Philippe Sands

Hay 2012: Niklas Frank talks to Philippe Sands

In the Shadow of the Reich

On screen behind the stage at the Big Tent venue is a picture of Adolf Hitler, smiling and holding a hat. The lights go down and a silence descends. It is a strange way to begin a Sunday morning.

But even at 66 years remove from his father’s hanging at Nuremberg, it must be even stranger for Niklas Frank. Phillippe Sands begins the session with an explanation that the man on the right of the photograph is Hitler’s lawyer, Hans Frank, later to become Governor General of Occupied Poland, with all that that implies. The man on the right of the stage is his son, born in 1939. Sands also explains that the two men had debated whether to show the audience a second picture of Hans Frank, lying dead after the Nuremberg trials.

That Niklas Frank insisted that it be shown is not even to hint at the remarkable nature of this man who has spent a lifetime being ‘a puppet on his string’. In his book, called in its German version simply The Father, Frank explains – in powerful second person address – that ‘I made your death a part of me’, telling his father: ‘I am older now than you were ever able to be; that was what I aimed for.’

This promise to himself was made in the most extraordinary circumstances imaginable. As an already emotionally detached seven-year-old, Frank made a last visit to his father on 26 September 1946. From behind a pane of glass, despite that his small son knew his father’s sentence, Hans Frank continued to lie. ‘You just had to remain a bastard to the very end,’ says his Niklas in the book.

Promising not to let his life be ruined by his parents – a fate that met some of his siblings – Frank forged a distinguished career as a journalist before causing a scandal in Germany with the publication of his memoir in 1987. Breaking the taboo of ‘never speaking against your parents’, at the time Frank says he was ‘fed up with the silence all around me’.

Niklas Frank’s unpalatable approach to the heinous crimes of his father is borne out of the inconceivably horrific memory of his first intimations of what Hans Frank did. The son recalls seeing in the newspapers the dead bodies of children his own age, and an incident where a four-year-old was picked up by the legs and smashed against a wall. Knowing these things happened under his father’s orders while he sat playing in a house lined with stolen Rembrandts would be too much for most to bear.

What perhaps saved Niklas Frank from the ‘poison’ with which his father would have filled his brain was a single incident that came to him, amazingly, as a flashback when visiting Poland as a journalist to interview Lech Walesa. Frank now describes it as ‘the first cut in our relationship’. Under the mistaken impression that Niklas may have been fathered by his best friend during an affair with his wife, Hans Frank screamed at his son: ‘You are a stranger, not part of our family; what are you doing here?’

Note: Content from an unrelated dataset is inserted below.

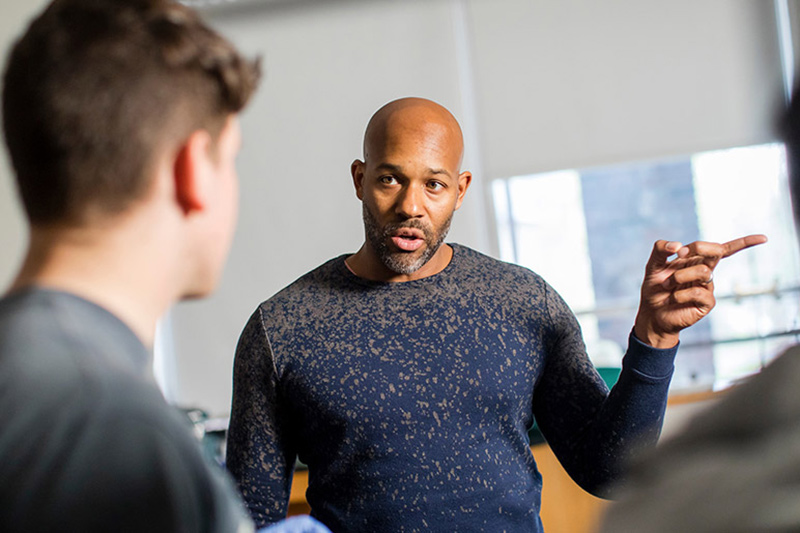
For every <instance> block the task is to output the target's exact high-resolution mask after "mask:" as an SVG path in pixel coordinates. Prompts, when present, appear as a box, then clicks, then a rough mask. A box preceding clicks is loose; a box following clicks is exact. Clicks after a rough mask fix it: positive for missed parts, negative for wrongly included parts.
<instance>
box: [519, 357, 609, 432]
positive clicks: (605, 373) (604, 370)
mask: <svg viewBox="0 0 800 533" xmlns="http://www.w3.org/2000/svg"><path fill="white" fill-rule="evenodd" d="M621 371H622V369H621V368H619V367H614V366H601V367H597V372H598V373H599V374H600V377H601V378H603V381H605V382H606V385H608V388H609V389H610V388H611V387H613V386H614V384H615V383H616V382H617V380H618V379H619V373H620V372H621ZM528 439H530V441H531V446H533V445H535V444H541V443H543V442H546V441H545V438H544V435H542V432H541V431H540V430H539V425H538V424H537V423H536V420H535V419H534V421H533V427H532V428H531V429H530V431H528Z"/></svg>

It would be very tempting, given the circumstances, for Frank Jr to go along with this questioning of his parenthood, but he insists that the Nazi war criminal is indeed his father. And he paints a portrait of his father that is verging on the stereotype of such a man. Hans Frank played piano, loved Shakespeare and Goethe and made regular trips to Salzburg and Vienna for opera. But for this man of culture, ‘the moral was gone very early’.

Sands asks the question on all our behalf, the question Frank has been asking his whole life: how could he? The writer posits several theories – he made Hitler into a Christ-figure after he ‘saved’ Germany from the ravages of Weimar era; he had a homosexual predilection for the Fuhrer – but nothing explains it. Nothing could.

And Frank, perhaps understandably given his background, is not optimistic for the future. ‘I don’t trust my people,’ he says more than once, quite willing to reiterate the theory that a strong Germany is a dangerous Germany. Asked by an audience member, ‘Is [today’s] Germany a Germany to be frightened of?’ he answers simply and chillingly: ‘Yes, for sure.’